Scientists can control the chemicals in a reaction, and they can measure and evaluate the results, but what happens inbetween is a mystery. As explained by Sven Lidin, chairman of the Nobel selection committee when announcing the 2013 winners in chemistry, “It’s like seeing all the actors before “Hamlet” and all the dead bodies after, and then you wonder what happened in the middle. This is what theoretical chemistry provides us with — the whole drama.”
Dr. Karplus earned a distinguished academic reputation at the nation’s top universities, and had crossed paths with some of the most important scientists of the 20th century, including Linus Pauling and J. Robert Oppenheimer. He supervised close to 250 graduate and doctoral students, most of whom have gone on to successful academic careers. They are collectively known as Karplusians.
David Schneiderman
David Schneiderman, an editor turned publisher, turned chief executive of The Village Voice, died on Jan. 17 in Edmonds, WA. He was 77.
Named editor in 1978, Mr. Schneiderman elevated The Voice’s journalistic game, diversified a newsroom, and reckoned with an increasingly competitive landscape of alternative publications imitating The Voice’s cutting-edge counter-cultural tone and media coverage, and enhancing The Voice’s commitment to reporting.
He resigned in 2006, worked for a corporate communications firm, Abernathy MacGregor Group, and retired in 2016.
George Kalinsky
George Kalinsky, who in contrived his way into a boxing gymnasium where Muhammad Ali was training for an upcoming fight, claiming to be a photographer for Madison Square Garden, died Jan. 16 in Manhattan. He was 88.

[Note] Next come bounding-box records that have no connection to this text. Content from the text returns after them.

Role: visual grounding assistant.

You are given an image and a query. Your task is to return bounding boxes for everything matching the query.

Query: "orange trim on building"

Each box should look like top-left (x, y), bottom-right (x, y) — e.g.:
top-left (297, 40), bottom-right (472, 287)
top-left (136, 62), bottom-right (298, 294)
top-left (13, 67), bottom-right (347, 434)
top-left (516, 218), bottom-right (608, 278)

The photos he took that day paved the way for a decades-long career as a sports photographer, for the Garden as well as for the New York Mets and Radio City Music Hall. His photos have appeared widely on television, in print, and in museums. In 2019, a Kalinsky collection was accepted into the Library of Congress.
Jules Feiffer
Jules Feiffer was an American Cartoonist and author, who at one time was considered the most widely read satirist in the country. He died on Jan. 26, in Richfield Springs, NY. He was 95.
He won the Pulitzer Prize in 1986 for editorial cartooning, and in 2004, he was inducted into the Comic Book Hall of Fame. He wrote the animated short, “Munro,” which won an Academy Award for Best Animated Short Film in 1961. The Library of Congress recognized his “remarkable legacy,” from 1946 to the present, as a cartoonist, playwright, screenwriter, book author, illustrator, and art instructor.
Best known, perhaps for his work at The Village Voice, he produced the weekly comic strip titled “Feiffer” until 1997, and then appeared regularly in publications here and abroad. In 1997, he created the first op-ed-page comic strip for The New York Times, which ran monthly until 2000.
Mr. Feiffer wrote more than 35 books, plays and screenplays. In 1979, he created his first graphic novel. By 1993, he began writing and illustrating books aimed at young readers, with several of them winning awards. He began writing for the theater and film in 1961. He earned a Lifetime Achievement Award by the Dramatist’s Guild.
Mr. Feiffer said that cartoons were his first interest when young. He said that because he couldn’t write well enough to be a writer, or draw well enough to be an artist, he realized that the best way to succeed would be to combine his limited talents in each of those fields to create something unique.”